I have recently rediscovered my immense love for two things: books and music.
I have been in constant contact with these two forms of media, but the increasing mundanity of this contact has made me forget how much I love them. The activities of listening to music and reading are daily occurrences for me: I constantly have my iPod on as I commute and my iTunes is almost always up when I am at home. And, as a lit major, I always have some sort of reading associated with my classes. At times, I do both activities simultaneously, switching my iPod on as I plow through a text.
Finding myself with a bit of free time, however, I finally returned to my mythical and beloved pastime of pleasure reading. There is nothing better than sitting down to read a book of my own choosing which I can breeze through at my own pace and my own leisure without concern for a deadline or for the quotes that I will pull from it for my essay. Yesterday, I spent all afternoon curled up in the windowsill of a random, third-floor room of the Louvre finishing off a Patrick Modiano book that I had been wanting to read. The room’s aubergine walls, Dutch paintings and perfect view of the Palace Royal made the experience all the more magical. I had forgotten that magic.
Likewise, in constantly surrounding myself with music, I had forgotten its power. I forgot its magical ability to transport the listener across space and time to past eras – its ability to make memories come alive. On a recent stroll through my iTunes catalogue, I haphazardly clicked on the music of Linkin Park, a band my “Last Played” column revealed that I had not listened to in over two years. As the songs played, I was suddenly immersed in the faux teenage angst of my freshman year of high school. My musical tastes may have changed since then, but I still knew all the words, and I was pleased to revel in the memory of it all, no matter how unsophisticated the music may be.

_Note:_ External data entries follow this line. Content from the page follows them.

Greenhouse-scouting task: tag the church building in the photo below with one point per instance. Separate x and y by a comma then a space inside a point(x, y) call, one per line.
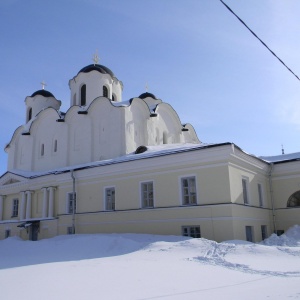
point(113, 166)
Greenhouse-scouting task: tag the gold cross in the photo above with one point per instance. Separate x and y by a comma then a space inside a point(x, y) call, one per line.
point(96, 58)
point(43, 83)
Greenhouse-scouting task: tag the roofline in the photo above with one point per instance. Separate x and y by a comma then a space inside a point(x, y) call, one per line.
point(137, 157)
point(116, 161)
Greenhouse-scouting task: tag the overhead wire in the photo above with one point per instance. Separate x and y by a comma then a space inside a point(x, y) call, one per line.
point(258, 38)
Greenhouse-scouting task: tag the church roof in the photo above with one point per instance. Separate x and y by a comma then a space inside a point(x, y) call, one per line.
point(95, 67)
point(281, 158)
point(43, 93)
point(145, 95)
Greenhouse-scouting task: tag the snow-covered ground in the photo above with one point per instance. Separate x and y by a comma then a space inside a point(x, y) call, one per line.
point(144, 267)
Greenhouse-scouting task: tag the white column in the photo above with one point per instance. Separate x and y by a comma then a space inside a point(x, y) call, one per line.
point(1, 207)
point(28, 205)
point(45, 202)
point(22, 208)
point(51, 202)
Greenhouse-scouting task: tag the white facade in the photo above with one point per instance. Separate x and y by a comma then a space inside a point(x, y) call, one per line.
point(112, 166)
point(94, 128)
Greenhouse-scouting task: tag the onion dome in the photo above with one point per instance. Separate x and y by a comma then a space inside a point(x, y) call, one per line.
point(42, 93)
point(95, 67)
point(146, 95)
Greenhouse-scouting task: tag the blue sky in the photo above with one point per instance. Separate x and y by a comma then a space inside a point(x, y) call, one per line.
point(194, 55)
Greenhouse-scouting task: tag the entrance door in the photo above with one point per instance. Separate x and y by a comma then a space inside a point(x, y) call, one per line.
point(34, 230)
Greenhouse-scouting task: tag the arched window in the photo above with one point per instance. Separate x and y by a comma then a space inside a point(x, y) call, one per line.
point(165, 138)
point(74, 99)
point(294, 200)
point(29, 114)
point(105, 91)
point(42, 150)
point(55, 146)
point(83, 95)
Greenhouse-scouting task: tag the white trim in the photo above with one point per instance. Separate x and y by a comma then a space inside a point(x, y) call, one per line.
point(67, 202)
point(181, 190)
point(262, 194)
point(104, 197)
point(247, 190)
point(141, 193)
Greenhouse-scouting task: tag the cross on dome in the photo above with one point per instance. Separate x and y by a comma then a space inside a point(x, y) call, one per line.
point(96, 58)
point(43, 83)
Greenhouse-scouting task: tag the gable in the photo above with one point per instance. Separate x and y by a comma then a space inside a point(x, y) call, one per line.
point(9, 178)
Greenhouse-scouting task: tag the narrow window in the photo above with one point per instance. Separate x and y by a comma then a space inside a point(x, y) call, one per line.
point(71, 205)
point(192, 231)
point(15, 208)
point(294, 200)
point(260, 195)
point(110, 198)
point(245, 191)
point(83, 95)
point(147, 194)
point(70, 230)
point(189, 195)
point(249, 233)
point(105, 91)
point(7, 233)
point(280, 232)
point(55, 146)
point(42, 150)
point(74, 99)
point(264, 232)
point(165, 138)
point(29, 114)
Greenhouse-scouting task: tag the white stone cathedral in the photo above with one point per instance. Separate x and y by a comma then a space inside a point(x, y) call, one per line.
point(107, 165)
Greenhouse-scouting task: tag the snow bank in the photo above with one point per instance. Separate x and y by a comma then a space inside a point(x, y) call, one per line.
point(291, 238)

Going further back, I recently acquired a Nanci Griffith album on my computer. This same exact “retrospective,” in cassette-tape form, was one of a number of albums that served as the soundtrack of my youth. Certain classics from my dad’s massive tape collection – which I distinctly and fondly remember organizing and re-alphabetizing each year with my brother and dad – are ingrained in my subconscious. Whenever I hear these songs, I am transported back to the pleasant memories of that safe and simple time when I still had a home and our family was all together, when I didn’t have to worry about the future and I didn’t know what stress what. What’s more, when the songs are actually great, it’s even more of a pleasure to return to them. When I was young, I may have liked the songs, but I didn’t understand how amazing of a songwriter Nanci Griffith is.
I am glad I have rediscovered this magic.